The European market is quickly ramping up. In 2017, the number of electric bus orders more than doubled (from 400 in 2016 to more than 1,000); the next years are projected to follow the same tendency as manufacturers scale up production and their offerings. In 2018, the market share is estimated to be around 9%, marking the transition from niche to mainstream and the beginning of a steep and necessary uptake curve.
Diesel buses are a heavy cost on society and the climate through air pollution, noise and greenhouse gas (GHG) emissions. Electric buses already offer a better total cost of ownership (TCO) than diesel buses when these external costs are included. When only health costs are considered (air quality and noise), electric buses are roughly on parity with diesel buses.

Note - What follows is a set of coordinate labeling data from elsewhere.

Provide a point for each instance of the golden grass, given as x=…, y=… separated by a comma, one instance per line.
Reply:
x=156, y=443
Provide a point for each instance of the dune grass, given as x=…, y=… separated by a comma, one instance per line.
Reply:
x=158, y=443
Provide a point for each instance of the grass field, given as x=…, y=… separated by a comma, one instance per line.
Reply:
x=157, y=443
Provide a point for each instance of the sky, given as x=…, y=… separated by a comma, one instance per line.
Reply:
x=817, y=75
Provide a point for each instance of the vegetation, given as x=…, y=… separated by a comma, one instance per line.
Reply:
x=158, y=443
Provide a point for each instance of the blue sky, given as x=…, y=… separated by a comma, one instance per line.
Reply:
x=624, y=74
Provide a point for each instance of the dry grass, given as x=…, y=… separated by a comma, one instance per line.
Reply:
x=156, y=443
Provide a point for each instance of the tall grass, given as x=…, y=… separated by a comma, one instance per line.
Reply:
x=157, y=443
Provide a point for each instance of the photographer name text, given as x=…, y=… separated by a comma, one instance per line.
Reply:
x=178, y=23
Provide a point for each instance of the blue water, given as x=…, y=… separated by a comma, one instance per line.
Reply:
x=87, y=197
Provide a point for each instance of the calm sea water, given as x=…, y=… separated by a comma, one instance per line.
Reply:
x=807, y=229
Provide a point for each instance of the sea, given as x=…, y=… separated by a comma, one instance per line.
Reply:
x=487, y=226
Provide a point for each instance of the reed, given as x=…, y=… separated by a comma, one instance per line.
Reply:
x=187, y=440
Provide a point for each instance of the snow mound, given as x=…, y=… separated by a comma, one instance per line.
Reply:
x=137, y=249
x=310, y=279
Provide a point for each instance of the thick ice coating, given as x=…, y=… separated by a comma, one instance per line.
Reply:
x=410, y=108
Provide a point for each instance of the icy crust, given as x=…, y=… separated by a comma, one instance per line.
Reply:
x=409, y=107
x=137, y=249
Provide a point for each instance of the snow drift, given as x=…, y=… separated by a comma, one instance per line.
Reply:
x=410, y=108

Electric buses offer many additional benefits compared to their fossil counterparts. They have superior image and comfort, avoid stranded assets from investing in gas infrastructure, use locally produced (renewable) energy and ensure energy sovereignty by displacing oil consumption. The bottom line is clear, the earlier cities transition to a zero emission bus fleet, the better. To expedite this transition, cities, procurement authority and public transport operators need to:
• Embrace the future and start to procure electric buses en masse to replace their aging and polluting fleets and to live up to some of the century’s biggest challenges.
• Communicate to manufacturers urging them to ramp up scale of production which in turn would reduce prices.
• Have a TCO-focused approach by shifting from upfront payments to lease or loan payments aligned with the durability of the asset to cover full lifetime over a long period of time.
• Include external costs in the tendering process when comparing different options.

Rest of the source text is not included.